Friday, November 08, 2013

Backing Up Can Take a While

I have a problem that is in common with a lot of IT Pros. I have a lot of data that I value and I want to keep it save. ALL forms of storage are flawless – disk die, SSDs, die, tapes die, tape drives die, CDs die, floppy disks die. So what to do?

IN my case, my data is my collection of Grateful Dead, Jerry Garcia and a bunch of other music. The Dead stash takes up around 1.6 TB, with the Jerry and other music weighing in at around 1 TB. That’s a lot of music (and with around 1900 Dead shows, one of the larger around!). I do not want to lose that. The music has some interesting characteristics that may or may not be shared with other data storage scenarios. With music, each show or album is made up of multiple songs. As most of what I collect is lossless with two formats. SHN (or Shorten) and FLAC (Free Lossless Audio Codec). Typical GD shows range from 750MB to 1GB or so. Typical ‘song’ sizes are anywhere from 30/40MB to 120MB and sometimes more (and sometimes less). Once in my hands, these files are very much read-only!

This data profile is different from many simple file servers with lots of very small documents. Most of which don’t change very often.

The profile is also different from database servers where there are a few VERY big files (containing lots of bits of occasionally changing data). In some applications, like LYNC, you have several databases that need to be backed (and restored in case of failure).

Given the varied nature of data usage, there are inevitably different approaches for backup.

For my music collection, I have 4 big capacity USB-disks. One pair holds the master and are tethered to my main workstation where I update these as I can. The other, backup, pair are on the other end of my network. I have two scripts that use Robocopy to sync primary to backup. Over the years, I’ve been bitten badly by disks dying. So what I do is to wait till one of the disks begins to fail, and I replace it with a new drive. And even if it looks OK, I rotate every couple of years.

Recently, the 2tb disks I used to for the GD stuff were filling up, so time to move up format, and I’ve not got my collection on new 4TB disks. As per the title, it took a while to do this copy. Here’s the Robocopy Log:

image

So, to copy my entire GD collection from one USB drive to another took a mere 30 hours. Not bad when you consider I’ve been collecting for 30 years.

Technorati Tags: ,,,

3 comments:

Scott R. said...

Great post on backups, with an interesting source data set content and size!

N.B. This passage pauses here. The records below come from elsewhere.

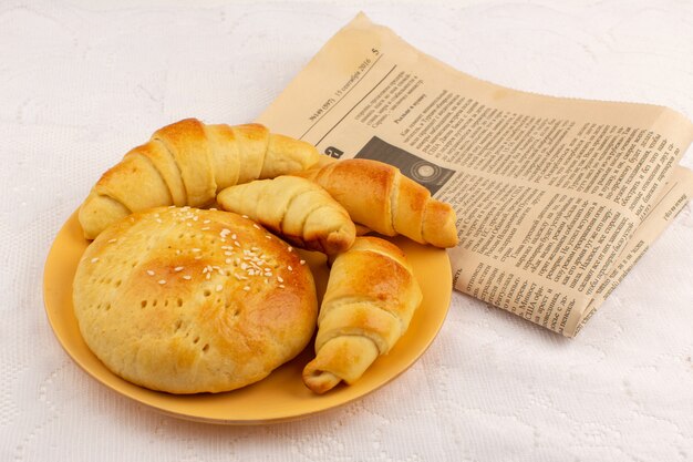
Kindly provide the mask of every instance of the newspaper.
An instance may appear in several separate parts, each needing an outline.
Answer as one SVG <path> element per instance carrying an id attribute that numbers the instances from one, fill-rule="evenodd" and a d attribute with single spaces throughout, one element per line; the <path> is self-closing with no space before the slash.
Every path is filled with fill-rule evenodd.
<path id="1" fill-rule="evenodd" d="M 259 122 L 426 186 L 457 213 L 454 288 L 568 337 L 693 194 L 672 110 L 484 82 L 363 13 Z"/>

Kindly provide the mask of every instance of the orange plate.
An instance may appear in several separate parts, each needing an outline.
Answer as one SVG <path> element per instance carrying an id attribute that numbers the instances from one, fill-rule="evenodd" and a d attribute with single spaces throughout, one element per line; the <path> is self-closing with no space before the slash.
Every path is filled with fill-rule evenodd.
<path id="1" fill-rule="evenodd" d="M 379 389 L 421 357 L 437 335 L 452 291 L 449 259 L 445 250 L 421 246 L 405 238 L 392 239 L 412 263 L 424 299 L 408 330 L 389 355 L 379 358 L 352 386 L 338 386 L 323 396 L 303 386 L 301 371 L 312 359 L 312 342 L 292 361 L 266 379 L 226 393 L 169 394 L 130 383 L 111 372 L 91 352 L 80 335 L 72 310 L 72 279 L 87 242 L 73 214 L 58 234 L 45 261 L 43 298 L 49 321 L 68 355 L 89 374 L 112 390 L 158 411 L 183 419 L 254 424 L 298 419 L 335 408 Z M 324 256 L 306 253 L 319 294 L 324 292 L 329 276 Z"/>

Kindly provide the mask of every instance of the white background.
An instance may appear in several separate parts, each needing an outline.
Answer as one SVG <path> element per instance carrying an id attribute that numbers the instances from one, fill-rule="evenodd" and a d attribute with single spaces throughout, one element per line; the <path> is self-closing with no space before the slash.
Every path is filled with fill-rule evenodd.
<path id="1" fill-rule="evenodd" d="M 179 119 L 254 120 L 359 10 L 495 83 L 693 116 L 690 1 L 0 1 L 0 461 L 693 460 L 691 205 L 577 339 L 455 292 L 414 367 L 302 421 L 165 417 L 63 352 L 43 263 L 100 174 Z"/>

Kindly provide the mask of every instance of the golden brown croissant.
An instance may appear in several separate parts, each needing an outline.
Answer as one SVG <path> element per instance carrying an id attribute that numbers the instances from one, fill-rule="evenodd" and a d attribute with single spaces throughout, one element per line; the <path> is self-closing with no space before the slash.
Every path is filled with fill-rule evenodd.
<path id="1" fill-rule="evenodd" d="M 104 173 L 80 207 L 80 224 L 93 239 L 132 212 L 209 205 L 225 187 L 302 171 L 319 160 L 309 143 L 259 124 L 206 125 L 186 119 L 159 129 Z"/>
<path id="2" fill-rule="evenodd" d="M 332 264 L 318 317 L 316 359 L 303 382 L 324 393 L 358 380 L 406 331 L 422 292 L 404 253 L 377 237 L 358 237 Z"/>
<path id="3" fill-rule="evenodd" d="M 297 173 L 324 187 L 351 218 L 385 236 L 404 235 L 436 247 L 457 245 L 455 211 L 431 197 L 397 167 L 351 158 Z"/>
<path id="4" fill-rule="evenodd" d="M 309 250 L 337 254 L 351 247 L 355 238 L 355 226 L 344 207 L 322 187 L 298 176 L 227 187 L 217 196 L 217 203 Z"/>

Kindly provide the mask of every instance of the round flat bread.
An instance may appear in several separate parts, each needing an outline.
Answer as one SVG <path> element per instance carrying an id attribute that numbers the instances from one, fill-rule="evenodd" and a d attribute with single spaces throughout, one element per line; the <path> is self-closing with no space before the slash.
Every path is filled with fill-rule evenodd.
<path id="1" fill-rule="evenodd" d="M 162 207 L 110 226 L 73 287 L 90 349 L 114 373 L 172 393 L 254 383 L 310 341 L 310 269 L 239 215 Z"/>

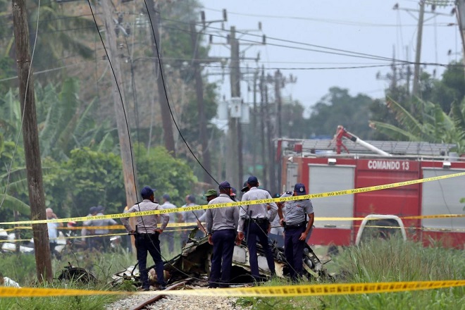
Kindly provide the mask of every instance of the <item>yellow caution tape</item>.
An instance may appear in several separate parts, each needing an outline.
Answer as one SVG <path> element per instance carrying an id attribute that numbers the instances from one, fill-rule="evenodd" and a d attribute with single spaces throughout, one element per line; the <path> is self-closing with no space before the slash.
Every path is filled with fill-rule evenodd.
<path id="1" fill-rule="evenodd" d="M 424 183 L 426 182 L 436 181 L 438 180 L 447 179 L 450 178 L 456 178 L 459 176 L 465 175 L 465 172 L 452 173 L 447 175 L 440 175 L 436 177 L 426 178 L 423 179 L 412 180 L 410 181 L 403 181 L 398 182 L 395 183 L 385 184 L 383 185 L 376 185 L 376 186 L 369 186 L 367 187 L 361 187 L 361 188 L 354 188 L 352 190 L 345 190 L 335 192 L 323 192 L 319 194 L 310 194 L 307 195 L 301 195 L 301 196 L 292 196 L 290 197 L 282 197 L 282 198 L 270 198 L 267 199 L 258 199 L 258 200 L 249 200 L 245 202 L 227 202 L 223 204 L 204 204 L 202 206 L 184 206 L 180 208 L 173 208 L 173 209 L 157 209 L 147 211 L 143 212 L 132 212 L 132 213 L 117 213 L 117 214 L 107 214 L 101 216 L 80 216 L 75 218 L 54 218 L 51 220 L 32 220 L 32 221 L 21 221 L 16 222 L 0 222 L 0 225 L 2 224 L 42 224 L 46 223 L 65 223 L 65 222 L 82 222 L 85 221 L 93 221 L 93 220 L 104 220 L 108 218 L 130 218 L 130 217 L 137 217 L 137 216 L 150 216 L 150 215 L 157 215 L 157 214 L 168 214 L 171 213 L 177 212 L 188 212 L 191 211 L 199 211 L 199 210 L 206 210 L 211 209 L 218 209 L 218 208 L 225 208 L 228 206 L 249 206 L 252 204 L 270 204 L 272 202 L 290 202 L 293 200 L 302 200 L 302 199 L 312 199 L 317 198 L 323 198 L 323 197 L 332 197 L 335 196 L 342 196 L 347 194 L 359 194 L 367 192 L 373 192 L 376 190 L 388 190 L 390 188 L 399 187 L 402 186 L 412 185 L 414 184 Z M 445 216 L 444 216 L 445 217 Z M 458 216 L 456 216 L 458 217 Z M 335 221 L 331 219 L 330 221 Z M 347 221 L 347 218 L 344 220 L 339 221 Z"/>
<path id="2" fill-rule="evenodd" d="M 465 280 L 440 281 L 380 282 L 370 283 L 313 284 L 302 285 L 259 286 L 253 287 L 197 289 L 163 291 L 166 295 L 290 297 L 302 296 L 345 295 L 435 290 L 465 285 Z M 116 292 L 32 287 L 0 287 L 1 297 L 45 297 L 105 294 L 153 294 L 153 292 Z"/>

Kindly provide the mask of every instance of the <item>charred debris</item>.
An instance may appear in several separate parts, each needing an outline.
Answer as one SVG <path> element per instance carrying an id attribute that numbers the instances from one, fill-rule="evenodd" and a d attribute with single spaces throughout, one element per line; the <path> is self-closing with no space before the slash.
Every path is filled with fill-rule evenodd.
<path id="1" fill-rule="evenodd" d="M 209 244 L 208 237 L 194 239 L 197 228 L 193 230 L 189 241 L 182 249 L 181 253 L 168 261 L 164 261 L 165 280 L 168 285 L 174 284 L 188 279 L 197 280 L 197 282 L 208 283 L 210 272 L 211 257 L 213 246 Z M 276 276 L 286 278 L 289 275 L 290 265 L 286 261 L 284 249 L 272 246 L 275 260 Z M 260 275 L 264 281 L 271 278 L 265 254 L 259 244 L 257 244 L 257 254 Z M 324 264 L 316 256 L 311 248 L 306 244 L 302 256 L 304 261 L 304 277 L 308 280 L 333 280 L 333 276 L 328 273 Z M 149 276 L 151 284 L 156 285 L 156 274 L 154 266 L 150 266 Z M 242 241 L 240 245 L 235 246 L 231 270 L 232 285 L 240 285 L 253 283 L 249 264 L 249 250 L 247 244 Z M 123 282 L 132 282 L 134 285 L 140 286 L 140 273 L 137 264 L 113 275 L 112 285 L 118 285 Z"/>

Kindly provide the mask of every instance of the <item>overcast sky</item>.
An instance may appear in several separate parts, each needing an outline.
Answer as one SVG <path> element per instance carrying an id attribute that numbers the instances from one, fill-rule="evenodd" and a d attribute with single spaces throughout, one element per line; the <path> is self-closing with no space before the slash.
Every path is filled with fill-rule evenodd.
<path id="1" fill-rule="evenodd" d="M 265 68 L 282 68 L 285 75 L 292 73 L 297 77 L 297 82 L 288 85 L 283 89 L 283 95 L 292 96 L 305 106 L 310 107 L 328 93 L 333 86 L 347 88 L 352 95 L 364 93 L 372 97 L 383 97 L 388 82 L 377 79 L 379 71 L 381 77 L 390 71 L 388 66 L 380 68 L 308 70 L 321 67 L 350 67 L 372 65 L 388 65 L 389 60 L 367 59 L 363 56 L 350 57 L 309 51 L 344 51 L 316 48 L 315 44 L 332 49 L 364 53 L 376 56 L 392 58 L 394 46 L 396 58 L 413 61 L 415 58 L 417 34 L 418 12 L 393 10 L 399 3 L 399 8 L 418 9 L 418 1 L 414 0 L 201 0 L 204 6 L 207 20 L 221 19 L 221 10 L 228 10 L 225 29 L 234 25 L 238 31 L 258 29 L 262 23 L 263 33 L 268 43 L 263 46 L 252 46 L 245 51 L 246 57 L 256 57 L 260 51 L 261 63 Z M 449 1 L 452 3 L 453 1 Z M 439 7 L 436 12 L 447 16 L 435 16 L 429 13 L 427 6 L 423 32 L 421 62 L 447 63 L 460 60 L 461 42 L 457 26 L 455 16 L 451 16 L 453 6 Z M 449 23 L 452 26 L 447 26 Z M 220 27 L 221 24 L 211 24 Z M 212 30 L 208 28 L 207 32 Z M 261 32 L 255 31 L 254 35 Z M 280 39 L 272 39 L 272 38 Z M 247 41 L 261 41 L 259 37 L 243 36 Z M 241 41 L 241 50 L 247 48 L 247 41 Z M 283 41 L 288 40 L 288 41 Z M 294 42 L 291 42 L 291 41 Z M 213 42 L 220 43 L 221 38 L 214 37 Z M 301 44 L 299 44 L 301 43 Z M 287 48 L 278 45 L 292 46 Z M 307 50 L 304 50 L 307 49 Z M 449 50 L 452 54 L 448 55 Z M 229 50 L 221 45 L 212 45 L 210 56 L 229 56 Z M 407 55 L 408 54 L 408 55 Z M 252 61 L 243 62 L 254 68 Z M 428 66 L 425 70 L 432 73 L 437 69 L 440 76 L 443 68 Z M 285 68 L 294 68 L 285 70 Z M 307 68 L 307 70 L 305 70 Z M 412 68 L 413 69 L 413 68 Z M 216 72 L 218 68 L 209 69 Z M 274 70 L 269 71 L 273 73 Z M 211 79 L 218 80 L 219 76 Z M 229 80 L 224 80 L 220 91 L 226 99 L 230 97 Z M 252 101 L 247 86 L 241 87 L 242 97 Z M 308 113 L 309 111 L 306 111 Z"/>

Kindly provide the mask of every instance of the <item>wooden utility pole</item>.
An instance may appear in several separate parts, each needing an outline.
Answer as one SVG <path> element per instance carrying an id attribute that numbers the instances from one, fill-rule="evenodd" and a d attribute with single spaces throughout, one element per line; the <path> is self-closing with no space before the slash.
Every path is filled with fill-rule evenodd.
<path id="1" fill-rule="evenodd" d="M 37 119 L 34 98 L 34 78 L 29 55 L 29 30 L 25 0 L 12 0 L 13 23 L 16 46 L 16 63 L 20 101 L 23 113 L 23 140 L 27 174 L 29 204 L 32 220 L 45 220 L 45 196 L 42 182 Z M 46 224 L 33 224 L 34 249 L 37 280 L 51 282 L 53 272 Z"/>
<path id="2" fill-rule="evenodd" d="M 252 123 L 250 126 L 252 130 L 252 137 L 254 139 L 252 142 L 252 173 L 255 175 L 255 168 L 256 166 L 256 113 L 258 112 L 256 108 L 256 82 L 259 76 L 259 69 L 254 73 L 254 111 L 252 113 Z"/>
<path id="3" fill-rule="evenodd" d="M 463 53 L 461 60 L 465 64 L 465 0 L 457 0 L 457 6 L 455 12 L 459 22 L 460 37 L 461 37 L 461 50 Z"/>
<path id="4" fill-rule="evenodd" d="M 159 30 L 159 23 L 160 21 L 159 11 L 155 9 L 155 1 L 154 0 L 147 0 L 147 6 L 149 11 L 147 13 L 150 16 L 151 20 L 153 21 L 151 26 L 154 36 L 151 35 L 151 49 L 154 56 L 156 58 L 159 59 L 159 63 L 161 63 L 161 49 L 160 48 L 160 31 Z M 158 6 L 158 4 L 156 4 Z M 158 49 L 157 49 L 158 46 Z M 158 49 L 158 51 L 157 51 Z M 155 65 L 155 71 L 156 71 L 157 66 Z M 174 144 L 174 136 L 173 135 L 173 123 L 171 122 L 173 118 L 170 113 L 170 107 L 166 99 L 166 94 L 165 93 L 165 87 L 163 85 L 163 79 L 161 78 L 162 68 L 160 66 L 159 68 L 160 74 L 158 74 L 156 79 L 156 87 L 159 90 L 159 102 L 160 104 L 160 112 L 161 113 L 161 123 L 163 125 L 163 137 L 165 142 L 165 147 L 173 156 L 176 156 L 176 151 Z M 156 74 L 156 75 L 157 75 Z"/>
<path id="5" fill-rule="evenodd" d="M 204 182 L 211 183 L 211 178 L 209 172 L 211 170 L 211 162 L 210 160 L 210 151 L 209 151 L 209 138 L 206 135 L 206 120 L 205 118 L 205 109 L 204 106 L 204 82 L 200 74 L 200 66 L 199 60 L 199 35 L 195 29 L 195 24 L 190 24 L 190 36 L 192 49 L 194 50 L 194 77 L 195 78 L 195 94 L 197 99 L 197 108 L 199 109 L 199 140 L 202 144 L 202 164 L 206 171 L 204 171 Z"/>
<path id="6" fill-rule="evenodd" d="M 116 126 L 118 128 L 118 136 L 120 142 L 120 152 L 123 162 L 123 176 L 126 192 L 126 205 L 128 208 L 130 208 L 131 206 L 133 206 L 137 202 L 137 193 L 135 187 L 135 161 L 132 156 L 132 149 L 131 149 L 130 142 L 130 133 L 129 132 L 129 125 L 126 122 L 123 106 L 123 100 L 125 98 L 124 87 L 123 87 L 121 66 L 118 53 L 116 34 L 115 33 L 116 24 L 113 19 L 109 1 L 100 1 L 100 5 L 101 6 L 103 18 L 105 22 L 106 51 L 108 56 L 108 61 L 110 61 L 113 68 L 113 72 L 114 73 L 113 101 L 115 105 Z"/>
<path id="7" fill-rule="evenodd" d="M 421 38 L 423 36 L 423 20 L 425 16 L 425 0 L 420 0 L 420 14 L 416 32 L 416 51 L 415 51 L 415 66 L 414 68 L 414 85 L 411 94 L 420 94 L 420 61 L 421 61 Z M 415 112 L 415 105 L 411 105 L 411 112 Z"/>
<path id="8" fill-rule="evenodd" d="M 260 76 L 260 136 L 261 137 L 261 160 L 264 163 L 264 181 L 268 180 L 268 160 L 266 157 L 266 138 L 265 137 L 265 69 L 261 67 Z M 268 121 L 267 121 L 268 122 Z"/>
<path id="9" fill-rule="evenodd" d="M 270 101 L 268 99 L 268 85 L 265 84 L 265 106 L 266 111 L 265 115 L 266 116 L 266 144 L 268 144 L 268 179 L 266 181 L 266 188 L 268 188 L 272 194 L 276 192 L 275 190 L 275 182 L 276 178 L 276 170 L 274 169 L 274 158 L 275 158 L 275 145 L 273 141 L 273 132 L 274 130 L 273 123 L 271 121 L 271 108 L 270 108 Z"/>
<path id="10" fill-rule="evenodd" d="M 283 75 L 279 70 L 275 71 L 275 98 L 276 100 L 276 118 L 278 118 L 278 137 L 283 137 L 281 87 L 283 87 Z"/>
<path id="11" fill-rule="evenodd" d="M 236 28 L 231 27 L 229 44 L 231 46 L 230 85 L 231 97 L 240 97 L 240 69 L 239 68 L 239 41 L 236 39 Z M 226 178 L 233 185 L 239 186 L 242 183 L 242 151 L 240 142 L 240 122 L 238 118 L 229 118 L 229 140 L 228 143 L 226 161 Z"/>

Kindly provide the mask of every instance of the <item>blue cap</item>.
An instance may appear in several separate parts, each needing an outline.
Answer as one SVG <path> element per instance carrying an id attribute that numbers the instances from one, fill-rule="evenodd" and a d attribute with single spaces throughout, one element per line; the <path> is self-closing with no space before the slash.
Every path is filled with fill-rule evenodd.
<path id="1" fill-rule="evenodd" d="M 153 194 L 154 190 L 152 190 L 149 186 L 146 186 L 145 187 L 142 188 L 142 190 L 140 191 L 140 195 L 142 197 L 142 198 L 149 198 L 150 196 Z"/>
<path id="2" fill-rule="evenodd" d="M 221 188 L 223 188 L 223 189 L 225 189 L 225 188 L 231 188 L 231 185 L 229 184 L 229 182 L 228 182 L 228 181 L 221 182 L 220 183 L 219 188 L 220 188 L 220 189 L 221 189 Z"/>
<path id="3" fill-rule="evenodd" d="M 188 195 L 187 196 L 187 200 L 189 200 L 192 203 L 194 203 L 195 202 L 195 196 Z"/>
<path id="4" fill-rule="evenodd" d="M 294 185 L 294 192 L 297 194 L 297 196 L 306 194 L 305 185 L 304 185 L 302 183 L 296 183 L 296 185 Z"/>
<path id="5" fill-rule="evenodd" d="M 249 184 L 256 184 L 259 182 L 259 179 L 256 178 L 256 177 L 252 175 L 249 176 L 249 178 L 247 179 L 247 183 Z"/>

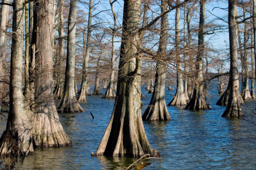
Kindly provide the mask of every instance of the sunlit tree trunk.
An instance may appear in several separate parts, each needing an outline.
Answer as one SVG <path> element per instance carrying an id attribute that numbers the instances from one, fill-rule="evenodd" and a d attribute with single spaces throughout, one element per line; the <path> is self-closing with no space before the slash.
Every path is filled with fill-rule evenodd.
<path id="1" fill-rule="evenodd" d="M 204 52 L 204 27 L 205 17 L 205 0 L 200 1 L 200 20 L 198 32 L 198 48 L 196 56 L 196 80 L 193 97 L 186 106 L 186 110 L 209 110 L 211 107 L 206 103 L 204 92 L 203 59 Z"/>
<path id="2" fill-rule="evenodd" d="M 0 153 L 5 156 L 26 155 L 33 152 L 31 122 L 33 115 L 22 95 L 22 46 L 24 0 L 13 1 L 10 111 L 6 129 L 0 139 Z"/>
<path id="3" fill-rule="evenodd" d="M 228 0 L 228 30 L 229 48 L 230 54 L 230 95 L 227 108 L 221 117 L 239 117 L 243 116 L 241 103 L 239 99 L 239 80 L 238 72 L 237 32 L 236 22 L 236 0 Z"/>
<path id="4" fill-rule="evenodd" d="M 186 16 L 186 6 L 184 6 L 184 15 Z M 186 46 L 186 17 L 184 18 L 184 24 L 183 24 L 183 48 L 184 48 L 184 53 L 183 53 L 183 59 L 184 59 L 184 95 L 187 101 L 189 100 L 189 97 L 188 97 L 188 75 L 187 75 L 187 72 L 188 72 L 188 63 L 187 63 L 187 54 L 185 52 L 185 46 Z"/>
<path id="5" fill-rule="evenodd" d="M 114 110 L 93 155 L 160 155 L 147 138 L 141 115 L 140 0 L 125 0 L 117 91 Z"/>
<path id="6" fill-rule="evenodd" d="M 98 60 L 97 61 L 97 68 L 96 68 L 96 74 L 95 74 L 95 83 L 94 86 L 93 91 L 92 93 L 92 95 L 99 96 L 102 95 L 102 93 L 100 92 L 99 89 L 100 85 L 100 78 L 99 78 L 99 67 L 100 67 L 100 60 L 101 58 L 101 55 L 102 55 L 104 50 L 100 50 L 100 53 L 99 56 Z"/>
<path id="7" fill-rule="evenodd" d="M 251 7 L 251 16 L 252 16 L 252 6 Z M 252 21 L 253 20 L 251 19 Z M 253 23 L 253 22 L 252 22 Z M 253 46 L 253 31 L 251 31 L 251 46 Z M 254 58 L 254 49 L 251 48 L 251 66 L 252 66 L 252 79 L 251 79 L 251 96 L 252 99 L 255 99 L 255 58 Z"/>
<path id="8" fill-rule="evenodd" d="M 84 111 L 80 106 L 75 94 L 75 59 L 76 59 L 76 25 L 77 15 L 77 0 L 70 1 L 68 15 L 68 46 L 67 64 L 64 84 L 64 93 L 58 104 L 58 111 L 75 113 Z"/>
<path id="9" fill-rule="evenodd" d="M 60 122 L 52 95 L 53 89 L 53 0 L 35 3 L 33 38 L 35 43 L 35 146 L 63 146 L 72 144 Z M 74 88 L 74 86 L 73 86 Z"/>
<path id="10" fill-rule="evenodd" d="M 85 50 L 85 55 L 83 56 L 83 76 L 82 76 L 82 83 L 80 88 L 79 96 L 78 97 L 78 101 L 85 102 L 86 96 L 86 87 L 88 83 L 88 66 L 90 57 L 90 50 L 91 49 L 91 34 L 92 34 L 92 7 L 93 7 L 93 0 L 90 0 L 89 4 L 89 13 L 88 13 L 88 21 L 87 26 L 87 40 L 86 40 L 86 48 Z"/>
<path id="11" fill-rule="evenodd" d="M 105 94 L 102 96 L 104 99 L 114 99 L 116 97 L 116 94 L 114 92 L 114 76 L 115 76 L 115 41 L 116 34 L 116 15 L 114 11 L 114 7 L 113 6 L 113 3 L 111 0 L 109 0 L 110 5 L 111 6 L 112 15 L 114 18 L 114 27 L 112 31 L 112 52 L 111 52 L 111 74 L 110 76 L 110 81 L 108 85 L 108 89 L 106 90 Z"/>
<path id="12" fill-rule="evenodd" d="M 192 11 L 192 8 L 189 8 L 188 10 L 188 13 L 186 15 L 186 21 L 187 22 L 187 32 L 188 32 L 188 50 L 190 52 L 192 50 L 192 36 L 190 30 L 190 22 L 191 20 L 191 13 Z M 194 57 L 193 54 L 191 52 L 189 53 L 189 63 L 188 64 L 189 66 L 189 73 L 195 73 L 195 67 L 193 66 Z M 188 80 L 188 94 L 189 99 L 192 98 L 193 94 L 193 89 L 194 89 L 194 83 L 195 83 L 195 78 L 193 74 L 190 75 L 190 78 Z"/>
<path id="13" fill-rule="evenodd" d="M 161 1 L 161 13 L 168 10 L 166 0 Z M 142 120 L 147 121 L 172 120 L 165 103 L 165 80 L 166 77 L 166 47 L 168 37 L 168 13 L 164 15 L 161 21 L 161 34 L 157 60 L 155 87 L 146 111 L 142 116 Z"/>
<path id="14" fill-rule="evenodd" d="M 252 12 L 252 16 L 253 16 L 253 48 L 254 48 L 254 70 L 255 70 L 255 75 L 254 76 L 255 78 L 256 78 L 256 0 L 252 0 L 253 3 L 253 12 Z"/>
<path id="15" fill-rule="evenodd" d="M 3 0 L 3 3 L 6 3 L 6 0 Z M 9 6 L 1 5 L 1 21 L 0 21 L 0 80 L 4 78 L 4 60 L 6 50 L 6 23 L 9 14 Z M 4 97 L 4 89 L 3 83 L 0 82 L 0 100 Z"/>
<path id="16" fill-rule="evenodd" d="M 58 10 L 59 10 L 59 27 L 58 27 L 58 59 L 56 61 L 55 72 L 57 73 L 57 84 L 54 91 L 54 98 L 61 99 L 63 95 L 64 89 L 64 80 L 61 77 L 61 73 L 64 71 L 62 69 L 62 65 L 63 63 L 63 36 L 64 36 L 64 23 L 63 23 L 63 4 L 64 0 L 59 0 L 58 2 Z"/>
<path id="17" fill-rule="evenodd" d="M 180 1 L 177 0 L 177 3 L 180 3 Z M 184 92 L 182 74 L 181 70 L 179 21 L 180 8 L 177 8 L 175 15 L 175 62 L 177 71 L 176 93 L 173 99 L 168 104 L 168 106 L 182 106 L 187 104 L 187 99 Z"/>

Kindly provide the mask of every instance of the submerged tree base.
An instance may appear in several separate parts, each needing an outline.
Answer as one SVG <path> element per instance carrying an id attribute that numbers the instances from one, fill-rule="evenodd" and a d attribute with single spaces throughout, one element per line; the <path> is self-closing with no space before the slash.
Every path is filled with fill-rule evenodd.
<path id="1" fill-rule="evenodd" d="M 112 88 L 108 88 L 104 95 L 102 96 L 102 99 L 115 99 L 116 97 L 116 94 Z"/>
<path id="2" fill-rule="evenodd" d="M 206 103 L 205 97 L 203 96 L 195 96 L 190 100 L 189 103 L 186 106 L 185 110 L 211 110 L 211 106 Z"/>
<path id="3" fill-rule="evenodd" d="M 142 116 L 142 120 L 145 121 L 172 120 L 165 101 L 156 102 L 154 105 L 148 105 Z"/>
<path id="4" fill-rule="evenodd" d="M 100 96 L 102 95 L 102 93 L 100 91 L 100 90 L 95 90 L 92 93 L 92 95 L 93 96 Z"/>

Can you share whether you have yet used USB 3 external disks (especially for the recent copy and backup benchmark shown) or just USB 2? I have heard that using USB 3 (at the disk level and PC USB port / cable / hub (if used) level) can improve backup performance (shorter run times, higher throughput, etc.) versus USB 2 - sometimes dramatically.

I also wonder if the multi-threading capabilities in recent RoboCopy versions (/MT option - default of 8 threads) could further improve backup performance.


Thanks,


Scott R.

Scott R. said...

Great post on backups, with an interesting source data set content and size!

Can you share whether you have yet used USB 3 external disks (especially for the recent copy and backup benchmark shown) or just USB 2? I have heard that using USB 3 (at the disk level and PC USB port / cable / hub (if used) level) can improve backup performance (shorter run times, higher throughput, etc.) versus USB 2 - sometimes dramatically.

I also wonder if the multi-threading capabilities in recent RoboCopy versions (/MT option - default of 8 threads) could further improve backup performance.


Thanks,


Scott R.

Thomas Lee said...

Scott,
The disks were Seagate USB3 4TB disks, but I am using them on systems with only USB2. When I upgrade systems, they will have USB3. But for the data I have, the difference only matters when I have a full copy to make. Every week or so, I use Robocopy to copy any new files from primary to backup system.

No - I have not tried the multithreading switch. Now that all the data is copied onto the master and backup, I only now need to copy the deltas. But I will try that when I do the next 'normal' backup.